The energy crisis reinforced 60% in their conviction on renewable energy investments, but 59% also reviewed their approach to avoid underperformance.

The main barriers APAC asset owners are struggling with are, again, a lack of data, a shortage of suitable funds, internal expertise and concerns on greenwashing.

Biodiversity

Besides reducing the carbon intensity of their investments, investors are increasingly starting to realise that maintaining biodiversity is a necessity to preserve life and well-being on earth.

In both cases, being an active owner and engaging with investee companies is vital for investors to have a positive real-world impact.

On biodiversity, investors currently face a challenge of implementation. This is because the financial implications of biodiversity loss are rarely measured, making it difficult for investors to take action.

The use of thematic investing and impact investing is one way to address this.
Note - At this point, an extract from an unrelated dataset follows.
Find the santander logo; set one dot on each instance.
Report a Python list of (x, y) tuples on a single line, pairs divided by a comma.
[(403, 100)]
Another one is to make use of the UN Sustainable Development Goals that relate to biodiversity, which is happening according to our findings.

Thematic investing

The rise in the importance to investors of thematic investing, climate change strategies, as well as impact investing.

This shows that investors are no longer content to simply integrate ESG criteria into an investment approach, in order to avoid the worst effects and risks of poor ESG practices.

Investors want to see that their investments make a positive difference and help support the transition to a more sustainable economic model.

Thematic investing in, say, renewable energy, can help investors have a positive impact, while also meeting their risk and return expectations.

Taking more account of the real-world impact of investment strategies can therefore be seen as a natural accompaniment to other steps taken by investors to tackle climate change, such as making a formal commitment to net zero carbon emissions by 2050.

Active ownership and engagement

Another important step, as highlighted by the report, is the use of active ownership and engagement by investors.

Institutional investors have an influential role as equity owners or debt holders in many companies.

If engagement is to be truly effective, it needs to be ‘engagement with teeth’ as it has been described by many industry observers.

This means being ready to divest if there is insufficient progress with investee companies. Here, we can see increased willingness amongst investors to divest, which should help make engagement more effective.

For oil and gas, the divestment appetite has doubled and there is an increase in active ownership.

This begs the question: how much of this is a function of responsible investment and how much is it a response to risk-return considerations? This is a particularly interesting question, because energy stocks were the best performing stocks last year.